17.10.2008
Gusenbauer erfreut über Österreichs Sitz im UN-Sicherheitsrat

"Die jahrelangen Bemühungen Österreichs sind mit der heutigen Entscheidung in den Vereinten Nationen auf Anerkennung gestoßen", freute sich Bundeskanzler Alfred Gusenbauer über die Aufnahme Österreichs in den UN-Sicherheitsrat für die Periode 2009-2010. Gusenbauer hatte sich zuletzt gemeinsam mit Bundespräsident Heinz Fischer und Außenministerin Ursula Plassnik am Rande der UN-Generalversammlung in New York in zahlreichen Gesprächen mit Staats- und Regierungschefs für eine Aufnahme Österreichs eingesetzt.

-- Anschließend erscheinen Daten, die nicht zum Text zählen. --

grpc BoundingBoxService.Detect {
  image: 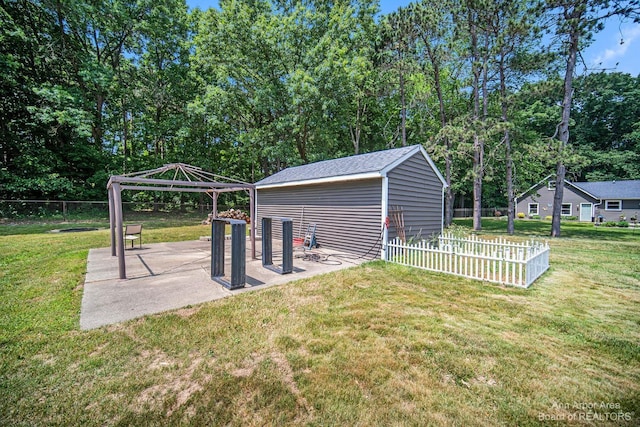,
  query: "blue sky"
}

[187,0,640,77]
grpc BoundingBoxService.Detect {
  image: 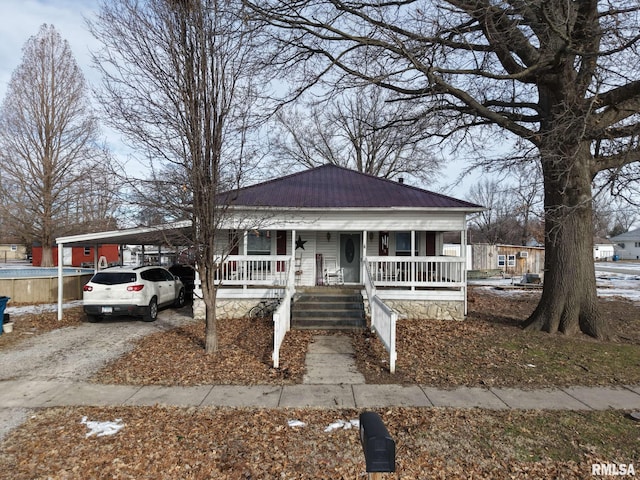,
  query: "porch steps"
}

[291,287,366,330]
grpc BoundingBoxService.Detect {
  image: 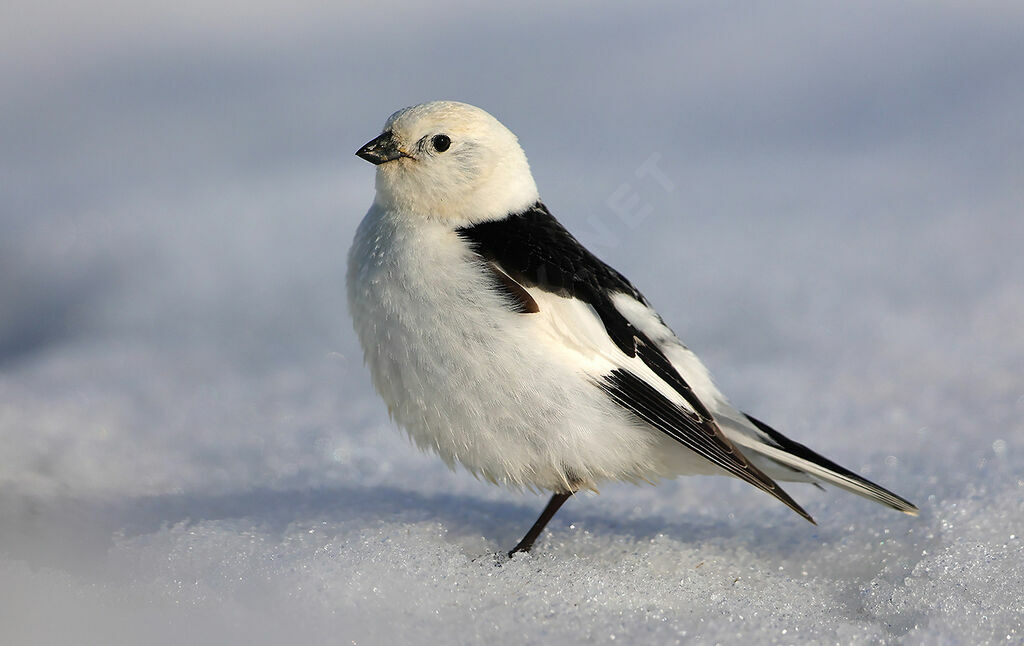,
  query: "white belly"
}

[348,206,714,490]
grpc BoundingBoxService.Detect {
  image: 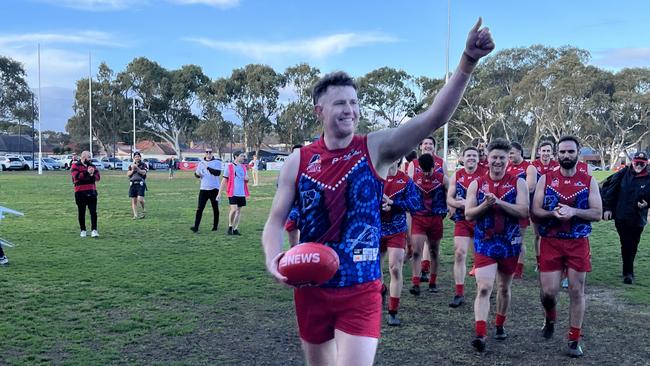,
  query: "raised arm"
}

[368,18,494,175]
[262,151,300,283]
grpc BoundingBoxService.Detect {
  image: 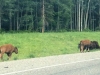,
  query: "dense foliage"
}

[0,0,100,32]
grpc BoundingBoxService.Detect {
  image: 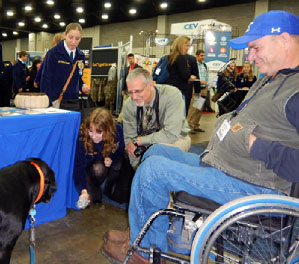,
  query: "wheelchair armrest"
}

[173,191,221,212]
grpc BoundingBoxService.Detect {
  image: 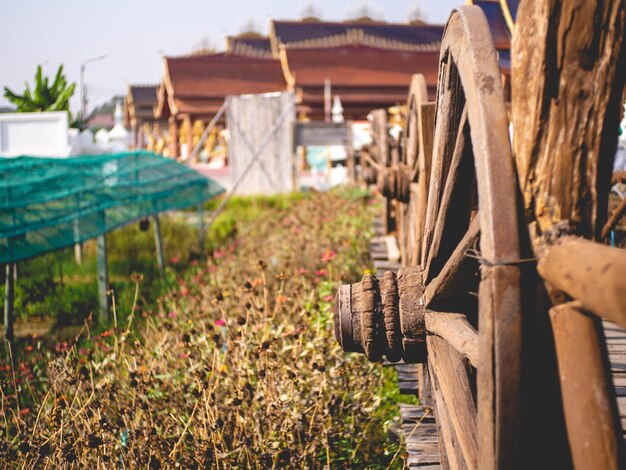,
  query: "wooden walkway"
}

[370,219,441,470]
[602,321,626,437]
[370,220,626,470]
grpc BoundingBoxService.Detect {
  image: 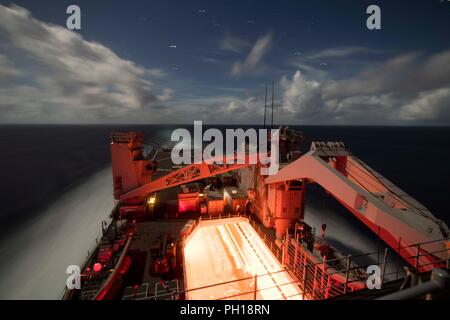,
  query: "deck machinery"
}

[63,132,450,299]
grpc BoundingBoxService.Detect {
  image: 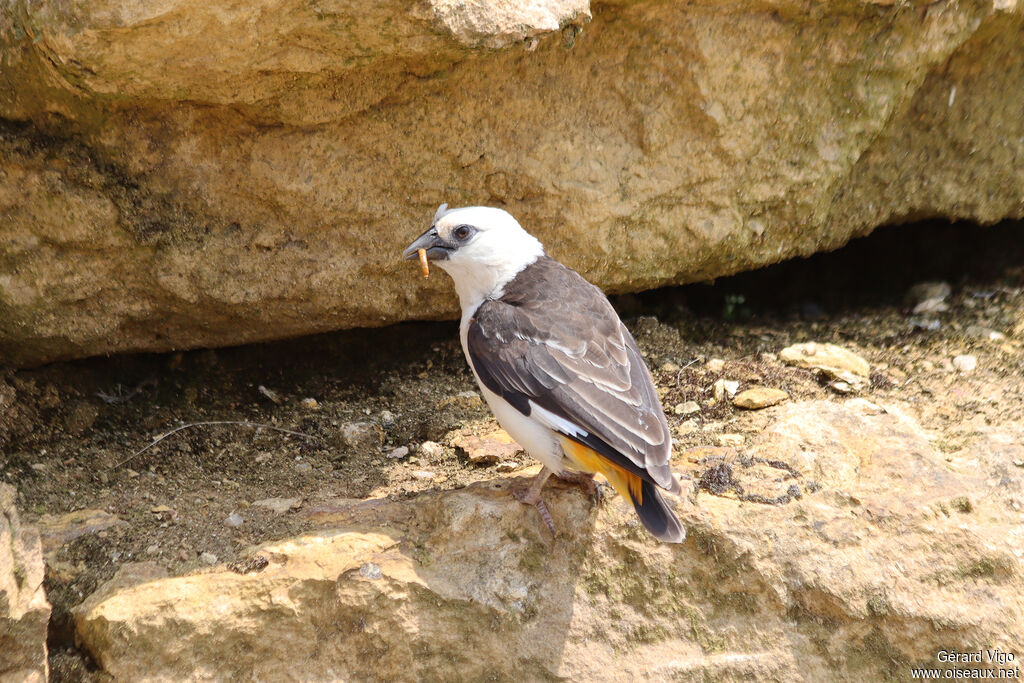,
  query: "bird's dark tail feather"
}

[630,481,686,543]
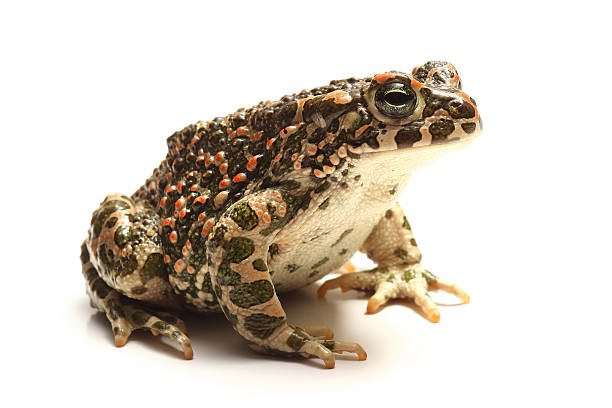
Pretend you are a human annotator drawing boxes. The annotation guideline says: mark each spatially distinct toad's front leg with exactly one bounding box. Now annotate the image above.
[317,204,470,323]
[207,189,366,368]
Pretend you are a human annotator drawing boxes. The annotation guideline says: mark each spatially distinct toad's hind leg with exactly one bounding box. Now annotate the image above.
[317,204,470,323]
[81,194,193,359]
[207,189,366,368]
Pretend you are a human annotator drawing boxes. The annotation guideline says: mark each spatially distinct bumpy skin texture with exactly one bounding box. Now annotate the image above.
[81,61,481,367]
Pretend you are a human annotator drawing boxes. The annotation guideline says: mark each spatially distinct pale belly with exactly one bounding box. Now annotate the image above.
[268,182,395,292]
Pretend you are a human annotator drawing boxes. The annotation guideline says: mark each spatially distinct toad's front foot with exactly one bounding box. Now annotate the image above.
[317,263,470,323]
[251,324,368,368]
[92,291,193,360]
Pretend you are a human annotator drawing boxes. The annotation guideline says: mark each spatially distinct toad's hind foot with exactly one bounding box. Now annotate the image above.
[317,264,470,323]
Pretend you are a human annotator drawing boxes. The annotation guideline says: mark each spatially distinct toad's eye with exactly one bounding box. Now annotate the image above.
[374,82,417,118]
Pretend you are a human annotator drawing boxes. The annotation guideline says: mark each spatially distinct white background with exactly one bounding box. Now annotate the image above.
[0,0,612,407]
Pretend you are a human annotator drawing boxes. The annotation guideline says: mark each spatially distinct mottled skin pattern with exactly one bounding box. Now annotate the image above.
[81,61,481,368]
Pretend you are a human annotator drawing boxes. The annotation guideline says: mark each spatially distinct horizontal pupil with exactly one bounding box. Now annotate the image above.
[385,90,410,106]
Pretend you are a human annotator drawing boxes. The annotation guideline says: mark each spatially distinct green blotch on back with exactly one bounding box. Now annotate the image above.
[117,255,138,276]
[115,225,132,247]
[221,305,238,326]
[253,258,268,272]
[223,237,255,263]
[91,200,130,238]
[229,201,259,231]
[91,279,112,299]
[229,279,274,308]
[260,193,310,236]
[140,253,166,284]
[393,248,408,261]
[217,263,240,286]
[287,327,309,351]
[244,313,285,339]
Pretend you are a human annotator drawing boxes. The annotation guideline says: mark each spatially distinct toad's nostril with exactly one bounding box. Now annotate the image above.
[448,99,463,109]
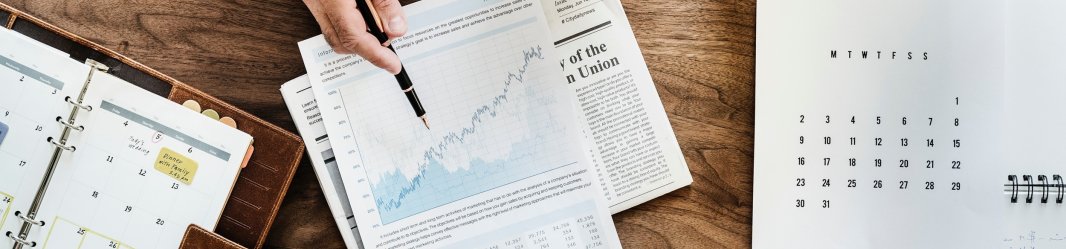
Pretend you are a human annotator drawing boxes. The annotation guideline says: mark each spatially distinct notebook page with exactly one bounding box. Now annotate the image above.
[997,1,1066,248]
[0,29,88,248]
[281,76,362,249]
[753,0,1007,248]
[25,72,252,248]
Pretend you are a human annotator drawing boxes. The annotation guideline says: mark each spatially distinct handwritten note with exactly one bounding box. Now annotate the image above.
[156,147,198,185]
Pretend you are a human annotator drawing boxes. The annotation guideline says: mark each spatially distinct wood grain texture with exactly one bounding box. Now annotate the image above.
[0,0,755,248]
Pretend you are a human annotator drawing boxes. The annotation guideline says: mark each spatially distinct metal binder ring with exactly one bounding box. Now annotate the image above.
[55,117,85,131]
[1051,175,1066,204]
[1021,175,1033,203]
[1006,175,1018,203]
[48,136,78,152]
[4,231,37,247]
[64,96,93,112]
[15,212,45,227]
[1036,175,1051,203]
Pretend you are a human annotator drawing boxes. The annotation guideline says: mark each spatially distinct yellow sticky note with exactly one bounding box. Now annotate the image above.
[156,147,198,185]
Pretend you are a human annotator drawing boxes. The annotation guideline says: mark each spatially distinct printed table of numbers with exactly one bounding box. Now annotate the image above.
[786,97,968,209]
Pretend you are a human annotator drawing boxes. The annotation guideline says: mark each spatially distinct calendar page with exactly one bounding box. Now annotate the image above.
[753,0,1008,248]
[25,70,252,248]
[0,29,88,248]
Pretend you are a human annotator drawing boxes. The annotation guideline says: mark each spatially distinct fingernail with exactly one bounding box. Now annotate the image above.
[389,16,407,32]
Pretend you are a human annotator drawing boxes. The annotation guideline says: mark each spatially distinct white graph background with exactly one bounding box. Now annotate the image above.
[341,21,578,223]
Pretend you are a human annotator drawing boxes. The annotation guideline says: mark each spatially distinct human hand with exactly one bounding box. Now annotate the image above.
[304,0,407,74]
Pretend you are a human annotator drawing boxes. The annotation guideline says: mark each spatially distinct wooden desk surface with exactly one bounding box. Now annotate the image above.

Österreichs Rolle als neutraler Mitgliedstaat der Europäischen Union habe ebenso einen Beitrag zur Wahl in der UN-Generalversammlung geleistet wie das kontinuierliche starke Engagement Österreichs in den Vereinten Nationen selbst. "Wir sind Sitzstaat der UNO, wir sind einer der bedeutendsten Truppensteller für UN-Friedenseinsätze und Österreich hat sich über Jahrzehnte einen guten Ruf in den Gremien der Vereinten Nationen erarbeitet. Ich möchte daher heute auch all jenen Österreicherinnen und Österreichern danken, die, sei es als Blauhelme, als Diplomaten und Experten, ihren persönlichen Beitrag zur Stärkung der Vereinten Nationen geleistet haben. Ihre oft ungedankte Arbeit wurde heute von den Mitgliedern der UN-Generalversammlung durch ihre Wahlentscheidung honoriert", so Bundeskanzler Gusenbauer.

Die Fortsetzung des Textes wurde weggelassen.